The interplay between positive and negative signals that underlies the Ikaros cell cycle-regulated phosphorylation events remains to be elucidated. It will be important to determine whether phosphatases function in concert with CKII and other kinases to provide for the changes in Ikaros phosphorylation detected during the cell cycle. Deregulation of such signaling events in primary lymphocytes may affect the phosphorylation state of Ikaros and its ability to control the cell cycle and thus be responsible for transition to a neoplastic state.

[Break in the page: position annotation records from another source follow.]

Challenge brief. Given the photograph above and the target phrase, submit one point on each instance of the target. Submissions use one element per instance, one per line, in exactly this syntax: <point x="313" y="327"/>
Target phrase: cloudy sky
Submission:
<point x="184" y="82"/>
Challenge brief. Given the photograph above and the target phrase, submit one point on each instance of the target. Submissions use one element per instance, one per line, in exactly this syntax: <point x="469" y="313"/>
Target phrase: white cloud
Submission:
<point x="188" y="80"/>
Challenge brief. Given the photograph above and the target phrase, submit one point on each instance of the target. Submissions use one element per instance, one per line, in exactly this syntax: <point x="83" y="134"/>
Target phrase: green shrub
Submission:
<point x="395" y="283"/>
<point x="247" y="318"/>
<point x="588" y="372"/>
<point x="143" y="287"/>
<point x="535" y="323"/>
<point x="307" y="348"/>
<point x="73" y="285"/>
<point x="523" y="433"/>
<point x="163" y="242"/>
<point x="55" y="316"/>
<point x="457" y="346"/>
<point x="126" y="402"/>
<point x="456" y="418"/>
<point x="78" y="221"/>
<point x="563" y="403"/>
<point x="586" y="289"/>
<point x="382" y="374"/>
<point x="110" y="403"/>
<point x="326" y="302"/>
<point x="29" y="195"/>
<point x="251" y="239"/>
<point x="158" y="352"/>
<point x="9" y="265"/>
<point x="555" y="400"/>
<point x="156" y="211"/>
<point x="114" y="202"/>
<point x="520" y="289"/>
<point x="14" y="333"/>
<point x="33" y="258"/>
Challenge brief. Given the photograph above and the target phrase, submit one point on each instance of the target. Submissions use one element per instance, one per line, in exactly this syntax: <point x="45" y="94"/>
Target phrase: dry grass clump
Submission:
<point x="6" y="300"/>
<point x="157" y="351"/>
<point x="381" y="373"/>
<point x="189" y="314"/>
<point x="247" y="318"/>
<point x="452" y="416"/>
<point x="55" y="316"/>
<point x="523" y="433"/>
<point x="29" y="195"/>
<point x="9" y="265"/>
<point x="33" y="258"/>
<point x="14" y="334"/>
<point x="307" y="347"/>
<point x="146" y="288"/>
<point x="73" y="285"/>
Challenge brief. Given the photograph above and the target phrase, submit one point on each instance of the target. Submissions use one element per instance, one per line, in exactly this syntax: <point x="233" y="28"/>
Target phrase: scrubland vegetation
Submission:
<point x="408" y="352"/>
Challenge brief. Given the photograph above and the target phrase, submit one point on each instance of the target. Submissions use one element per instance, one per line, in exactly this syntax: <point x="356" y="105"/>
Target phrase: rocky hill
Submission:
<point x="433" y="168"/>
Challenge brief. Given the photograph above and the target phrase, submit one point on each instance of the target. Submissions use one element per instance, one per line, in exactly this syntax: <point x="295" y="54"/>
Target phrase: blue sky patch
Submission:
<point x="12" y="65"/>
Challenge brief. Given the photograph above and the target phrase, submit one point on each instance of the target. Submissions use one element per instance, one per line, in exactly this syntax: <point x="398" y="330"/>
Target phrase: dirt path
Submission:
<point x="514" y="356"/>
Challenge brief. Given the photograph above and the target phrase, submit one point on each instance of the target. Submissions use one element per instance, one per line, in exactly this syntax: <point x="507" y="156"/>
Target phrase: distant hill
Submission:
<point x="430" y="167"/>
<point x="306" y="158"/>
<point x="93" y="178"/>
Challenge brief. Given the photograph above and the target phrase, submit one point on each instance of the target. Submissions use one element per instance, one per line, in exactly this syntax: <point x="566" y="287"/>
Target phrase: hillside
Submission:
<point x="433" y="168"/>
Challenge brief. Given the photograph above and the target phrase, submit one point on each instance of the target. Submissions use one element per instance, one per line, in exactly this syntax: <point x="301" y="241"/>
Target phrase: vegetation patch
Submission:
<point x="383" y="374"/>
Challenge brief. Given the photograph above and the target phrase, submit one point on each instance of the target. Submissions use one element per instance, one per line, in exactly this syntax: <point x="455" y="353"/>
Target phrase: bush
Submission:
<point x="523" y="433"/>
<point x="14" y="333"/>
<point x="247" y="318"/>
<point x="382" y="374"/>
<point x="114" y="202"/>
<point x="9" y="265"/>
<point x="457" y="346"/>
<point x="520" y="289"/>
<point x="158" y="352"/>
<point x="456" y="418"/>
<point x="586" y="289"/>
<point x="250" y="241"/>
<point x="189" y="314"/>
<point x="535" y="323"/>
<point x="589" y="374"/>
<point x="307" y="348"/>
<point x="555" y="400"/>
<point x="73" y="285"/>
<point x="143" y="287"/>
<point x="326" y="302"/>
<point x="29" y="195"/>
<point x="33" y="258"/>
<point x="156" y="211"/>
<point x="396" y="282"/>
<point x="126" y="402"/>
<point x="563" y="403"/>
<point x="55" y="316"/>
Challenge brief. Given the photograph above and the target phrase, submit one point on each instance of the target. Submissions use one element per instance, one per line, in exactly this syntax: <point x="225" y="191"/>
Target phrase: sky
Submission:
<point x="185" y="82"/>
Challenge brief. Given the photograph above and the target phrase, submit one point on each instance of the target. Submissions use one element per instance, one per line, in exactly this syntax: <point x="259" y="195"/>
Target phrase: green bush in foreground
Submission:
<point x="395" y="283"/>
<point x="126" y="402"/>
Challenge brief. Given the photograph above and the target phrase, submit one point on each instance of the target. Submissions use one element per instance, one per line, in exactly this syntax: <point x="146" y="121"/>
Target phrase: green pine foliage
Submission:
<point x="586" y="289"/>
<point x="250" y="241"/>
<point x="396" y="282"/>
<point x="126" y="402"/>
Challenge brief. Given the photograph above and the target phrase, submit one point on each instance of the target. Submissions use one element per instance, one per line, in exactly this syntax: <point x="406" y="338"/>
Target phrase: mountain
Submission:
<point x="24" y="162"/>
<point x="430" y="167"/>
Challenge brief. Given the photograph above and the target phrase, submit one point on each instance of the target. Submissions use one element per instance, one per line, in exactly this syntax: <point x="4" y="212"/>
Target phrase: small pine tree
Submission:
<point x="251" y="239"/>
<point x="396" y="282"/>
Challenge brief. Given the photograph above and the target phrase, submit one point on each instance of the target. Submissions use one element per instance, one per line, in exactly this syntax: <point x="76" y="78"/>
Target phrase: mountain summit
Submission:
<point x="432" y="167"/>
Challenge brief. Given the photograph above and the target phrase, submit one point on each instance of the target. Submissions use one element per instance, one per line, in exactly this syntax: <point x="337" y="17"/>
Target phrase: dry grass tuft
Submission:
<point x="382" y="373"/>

Finally, there are interesting parallels between Ikaros and previously described cell cycle regulators. One of the best-studied tumor suppressors is the nuclear factor Rb, which is involved in the regulation of the G1
-S transition. Rb is inactivated during G1
by concerted phosphorylation events initiated by different cyclin-cdk complexes, which induce a progressive conformational change in this negative regulator (12
). Ikaros also negatively regulates the G1
-S transition, and phosphorylation relieves its ability to do so. However, Ikaros phosphorylation appears to occur later than that of Rb during the G1
-S transition. In addition, Rb phosphorylation affects its interactions with other proteins, whereas Ikaros phosphorylation reduces its ability to bind DNA. It is possible, however, that Ikaros phosphorylation may also affect its interactions with other proteins.